Batagov, however, chose a different course for his career. After winning, he passed the concerto repertory by, and instead committed himself to bringing contemporary American music – John Cage, Steve Reich, Morton Feldman, Philip Glass – to Russian recital halls. Batagov also used the minimalism and chance idioms pioneered by the American composers he admired as the basis for his own compositions.
Batagov’s unconventional career of performing and composing came to an abrupt pause in 1997. In a move that would have delighted Glenn Gould, he stopped performing in public. For almost 20 years Batagov’s work was limited to composing and studio recordings. A call to Elena Dubinets, one of the central figures toiling behind the scenes in Seattle’s classical music scene, changed this. Batagov wanted to play again and he wanted Dubinets to help.
Insiders credit Dubinets’s influence and persistence for the increase in contemporary music showing up on concert programs in town. If you’ve been to a concert where Morton Feldman, John Cage, John Adams, Nico Muhly, Henri Dutilleux, or Russian avant folk music was on the program chances are Dubinets was involved.
Last week, not only did Batagov make his return to the concert stage but he also made his Seattle debut. For the occasion, Batagov played at the Good Shepherd Center.
Although Batagov has played and can play typical piano repertory, for his return recital he chose a program of pieces that he composed himself. A handful of pieces for Russian television shows and movies were tucked between short pieces with names like “Piano/May 1994” and “Piano/October 2005.”

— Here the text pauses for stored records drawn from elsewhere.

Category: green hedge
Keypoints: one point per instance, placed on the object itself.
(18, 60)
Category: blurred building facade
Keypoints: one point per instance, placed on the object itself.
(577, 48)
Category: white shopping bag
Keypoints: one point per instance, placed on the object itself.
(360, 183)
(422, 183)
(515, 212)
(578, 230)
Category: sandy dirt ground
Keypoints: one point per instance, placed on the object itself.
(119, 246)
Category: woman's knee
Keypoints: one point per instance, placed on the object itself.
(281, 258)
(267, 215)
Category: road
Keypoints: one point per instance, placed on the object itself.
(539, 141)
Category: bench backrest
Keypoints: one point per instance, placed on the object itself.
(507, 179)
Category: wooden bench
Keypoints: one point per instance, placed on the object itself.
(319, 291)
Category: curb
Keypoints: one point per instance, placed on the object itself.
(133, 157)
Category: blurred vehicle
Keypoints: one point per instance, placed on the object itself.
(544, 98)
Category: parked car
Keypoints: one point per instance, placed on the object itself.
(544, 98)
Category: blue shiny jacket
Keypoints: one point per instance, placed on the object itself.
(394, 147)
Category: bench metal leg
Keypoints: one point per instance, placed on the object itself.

Batagov’s compositions are heavily influenced by American minimalists and avant garde composers of the last century. On the one hand his solo piano music not written for television or the movies, resembled Morton Feldman’s sparse ruminations. On the other hand, the pieces he wrote for movies are more accessible, less personal, and sound reminiscent of John Adams’s piano music. While the two types of pieces were different in style and tone, I didn’t get the impression Batagov was pandering or sacrificing creativity for the sake of his popular audience. There was enough similarity that what I heard was Batagov’s assertion that popular compositions can be serious, listenable, and fun.
In both instances, Batagov’s music makes ample use of peddling to trim and elongate notes. At first, Batagov’s peddling was distracting in the same way too much vibrato can hamper the sound of a string piece. But, it didn’t take long before I started to hear what Batagov was doing. His pieces and playing reminded me of sound paintings. like washes of color, music lingered long after the pianist struck the keys on the piano. Short phrases and transitory ideas melted into other notes creating masses of sound. Other times, he used peddling to punctuate notes, adding detail where it was needed.

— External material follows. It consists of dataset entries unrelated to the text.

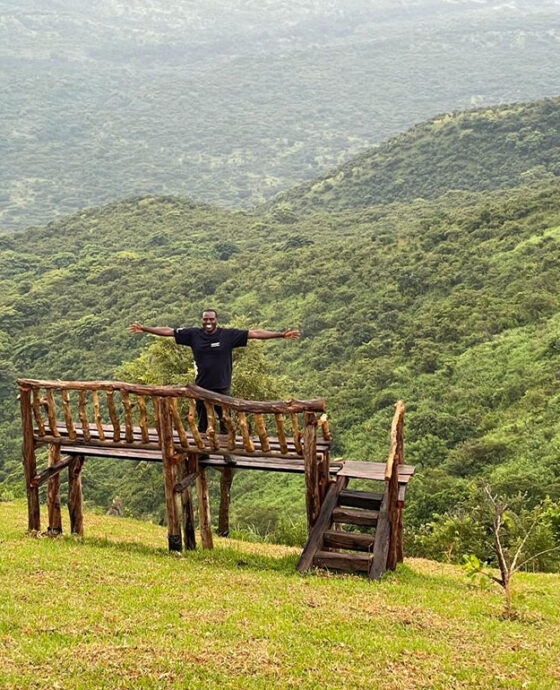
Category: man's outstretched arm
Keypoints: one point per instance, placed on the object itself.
(156, 330)
(289, 333)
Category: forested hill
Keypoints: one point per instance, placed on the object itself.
(451, 304)
(487, 148)
(232, 101)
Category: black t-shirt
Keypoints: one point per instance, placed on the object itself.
(212, 353)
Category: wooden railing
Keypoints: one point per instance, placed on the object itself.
(128, 417)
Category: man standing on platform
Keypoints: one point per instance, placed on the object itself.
(212, 347)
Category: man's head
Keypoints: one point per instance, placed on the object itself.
(209, 320)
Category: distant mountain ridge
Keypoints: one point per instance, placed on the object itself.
(475, 150)
(231, 101)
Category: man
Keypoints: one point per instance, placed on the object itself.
(212, 348)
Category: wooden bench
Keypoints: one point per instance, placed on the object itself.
(78, 419)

I wish Batagov had added other repertory to the program to compliment his own pieces. What was missing is the context for his own evolution as a composer. The recital was as much about Batagov’s own music as it was about his keyboard artistry. A scan of his discography reveals unorthodox – if the critics are to be believed – recordings of Ravel, Debussy and Bach. Even some of the American composers he has touted would have helped set the stage for his transfixing music.

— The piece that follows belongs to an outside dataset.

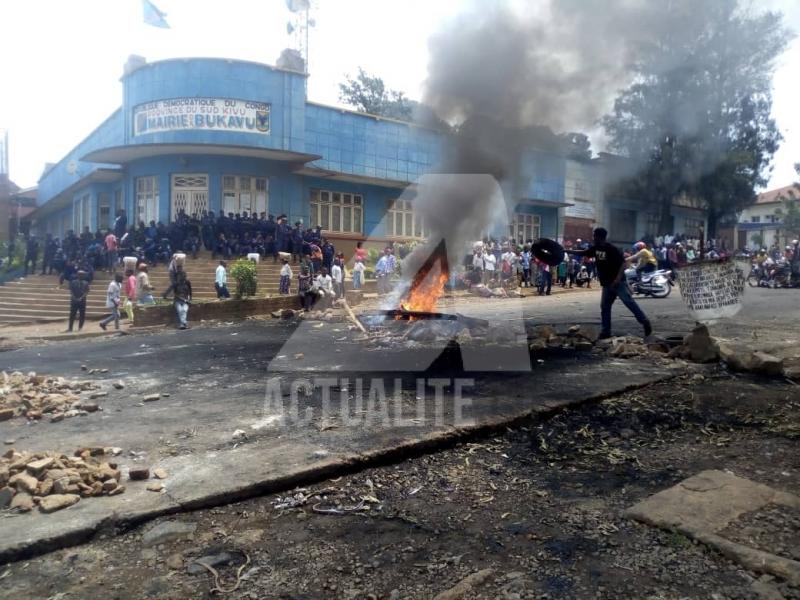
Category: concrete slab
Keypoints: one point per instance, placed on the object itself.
(190, 432)
(707, 503)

Batagov’s return to public performance is welcome news. Whether Batagov is providing his own, unorthodox view of the classics or exposing audiences to his own compositions, he will surely shake up our notion of what a solo piano recital can sound like. Comparisons are always tricky, but Batagov’s interpretive style, his desire to compose, and his disappearance from the public stage are too Gouldian to ignore. Will Anton Batagov, like Glenn Gould, capture his own devoted following now that he has returned to public performance? I certainly hope so.